"In the last 12 months, there have been significant developments in the legal process following the 2002 Gujarat riots, including convictions in a number of high profile cases," Cameron said.

"We believe that closer engagement with Gujarat, including Chief Minister Narendra Modi, is now the best way to achieve our wide-ranging objectives there - including on human rights - and ensure that the UK can provide a full and consistent range of services across India," Cameron said.

Asked whether the UK will issue a visa to Modi if he wins the general elections in 2014 for BJP, Cameron said, "Any visa application is assessed on its merits. We are committed to a strong bilateral relationship with India, and that includes welcoming the Indian Prime Minister here for bilateral meetings."

Modi was named as the opposition's candidate for the top job in India on September 13. Although many western nations including Britain and the US, distanced themselves from Modi in the immediate aftermath of the 2002 riots, there has been a shift in their position in the past year.

In March this year, Britain's Foreign Office Minister Hugo Swire met Modi in Gujarat, saying it was "a logical next step" in Britain's relations with the Indian state. "I am confident that active engagement is the best way to pursue British interests in Gujarat.
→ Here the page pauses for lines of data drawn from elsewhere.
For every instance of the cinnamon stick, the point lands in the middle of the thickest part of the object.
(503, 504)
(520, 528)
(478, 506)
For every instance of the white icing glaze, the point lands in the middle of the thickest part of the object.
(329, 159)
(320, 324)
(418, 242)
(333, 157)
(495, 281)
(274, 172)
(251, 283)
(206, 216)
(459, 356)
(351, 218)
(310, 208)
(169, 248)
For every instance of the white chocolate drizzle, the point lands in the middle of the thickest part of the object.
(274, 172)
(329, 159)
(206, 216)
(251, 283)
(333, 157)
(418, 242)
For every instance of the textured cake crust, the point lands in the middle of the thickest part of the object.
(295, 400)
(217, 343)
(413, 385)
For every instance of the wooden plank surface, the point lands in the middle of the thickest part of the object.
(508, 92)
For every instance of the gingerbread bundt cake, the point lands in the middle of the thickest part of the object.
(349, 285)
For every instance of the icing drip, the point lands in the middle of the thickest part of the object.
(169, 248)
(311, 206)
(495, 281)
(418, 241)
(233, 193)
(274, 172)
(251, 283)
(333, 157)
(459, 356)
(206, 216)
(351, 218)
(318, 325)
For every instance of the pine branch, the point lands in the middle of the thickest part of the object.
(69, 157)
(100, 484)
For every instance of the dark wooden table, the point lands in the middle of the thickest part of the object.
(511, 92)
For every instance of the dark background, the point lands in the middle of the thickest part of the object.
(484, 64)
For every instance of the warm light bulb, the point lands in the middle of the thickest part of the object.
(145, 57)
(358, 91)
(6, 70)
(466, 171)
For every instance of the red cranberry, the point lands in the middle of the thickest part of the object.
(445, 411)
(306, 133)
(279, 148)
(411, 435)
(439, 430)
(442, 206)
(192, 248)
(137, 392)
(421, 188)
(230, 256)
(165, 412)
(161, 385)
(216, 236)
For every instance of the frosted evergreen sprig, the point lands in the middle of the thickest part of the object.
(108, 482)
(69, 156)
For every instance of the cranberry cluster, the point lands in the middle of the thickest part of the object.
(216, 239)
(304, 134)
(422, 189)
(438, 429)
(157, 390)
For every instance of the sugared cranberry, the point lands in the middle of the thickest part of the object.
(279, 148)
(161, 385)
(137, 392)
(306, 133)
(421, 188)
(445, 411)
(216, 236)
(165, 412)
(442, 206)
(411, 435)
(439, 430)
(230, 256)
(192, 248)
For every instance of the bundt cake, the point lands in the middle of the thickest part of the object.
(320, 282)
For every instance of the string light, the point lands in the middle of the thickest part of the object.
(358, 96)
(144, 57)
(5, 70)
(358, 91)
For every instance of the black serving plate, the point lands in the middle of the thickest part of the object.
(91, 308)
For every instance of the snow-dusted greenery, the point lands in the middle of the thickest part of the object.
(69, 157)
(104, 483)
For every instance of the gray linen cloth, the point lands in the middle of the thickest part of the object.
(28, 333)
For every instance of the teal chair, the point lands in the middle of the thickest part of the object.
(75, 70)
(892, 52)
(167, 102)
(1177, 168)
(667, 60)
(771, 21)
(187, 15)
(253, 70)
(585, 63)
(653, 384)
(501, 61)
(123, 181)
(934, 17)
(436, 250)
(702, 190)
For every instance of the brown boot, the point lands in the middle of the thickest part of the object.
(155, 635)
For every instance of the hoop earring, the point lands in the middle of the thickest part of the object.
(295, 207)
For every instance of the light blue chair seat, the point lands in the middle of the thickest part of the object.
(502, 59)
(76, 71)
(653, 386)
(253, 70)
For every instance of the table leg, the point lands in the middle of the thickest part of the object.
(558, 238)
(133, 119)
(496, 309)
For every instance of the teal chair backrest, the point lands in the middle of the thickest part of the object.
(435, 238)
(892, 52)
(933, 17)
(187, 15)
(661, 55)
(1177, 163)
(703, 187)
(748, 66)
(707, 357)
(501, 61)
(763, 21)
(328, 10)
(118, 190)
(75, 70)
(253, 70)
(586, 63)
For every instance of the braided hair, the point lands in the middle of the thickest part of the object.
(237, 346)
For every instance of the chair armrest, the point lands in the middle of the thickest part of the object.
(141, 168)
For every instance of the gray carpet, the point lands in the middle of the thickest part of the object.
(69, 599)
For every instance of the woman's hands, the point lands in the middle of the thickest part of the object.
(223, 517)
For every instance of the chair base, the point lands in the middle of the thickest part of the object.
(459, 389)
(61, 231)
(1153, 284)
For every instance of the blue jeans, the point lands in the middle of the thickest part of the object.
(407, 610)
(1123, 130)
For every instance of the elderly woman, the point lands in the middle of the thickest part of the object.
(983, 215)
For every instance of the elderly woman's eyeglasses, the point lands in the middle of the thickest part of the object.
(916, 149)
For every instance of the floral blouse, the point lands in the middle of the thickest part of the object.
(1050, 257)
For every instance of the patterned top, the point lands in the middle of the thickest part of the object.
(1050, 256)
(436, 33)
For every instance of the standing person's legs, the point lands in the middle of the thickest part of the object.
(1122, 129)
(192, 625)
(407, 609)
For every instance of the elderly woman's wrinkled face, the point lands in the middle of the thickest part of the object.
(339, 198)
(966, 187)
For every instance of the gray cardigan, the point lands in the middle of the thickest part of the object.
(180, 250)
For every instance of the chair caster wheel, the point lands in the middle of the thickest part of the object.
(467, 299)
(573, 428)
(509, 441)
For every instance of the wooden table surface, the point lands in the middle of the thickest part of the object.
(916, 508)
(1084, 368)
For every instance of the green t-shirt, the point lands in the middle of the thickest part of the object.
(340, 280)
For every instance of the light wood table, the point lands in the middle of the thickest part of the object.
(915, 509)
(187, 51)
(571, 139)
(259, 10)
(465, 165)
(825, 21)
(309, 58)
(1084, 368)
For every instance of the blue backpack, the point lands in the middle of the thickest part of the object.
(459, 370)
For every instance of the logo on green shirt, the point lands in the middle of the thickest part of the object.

This includes support for the British nationals in Gujarat, for the large Gujarati community in the UK, for human rights, and good governance," Swire said at the time.

It came on the back of lobbying by business groups, who sensed investment opportunities in the state and were keen to tap into the bond British Gujaratis have with their homeland. "There were arguments made privately for the UK government to start changing its stance in Gujarat," said Patricia Hewitt, chair of the UK India Business Council.

Barry Gardiner, MP for Brent North and chair of the Labour Friends of India, recently invited Modi to the UK.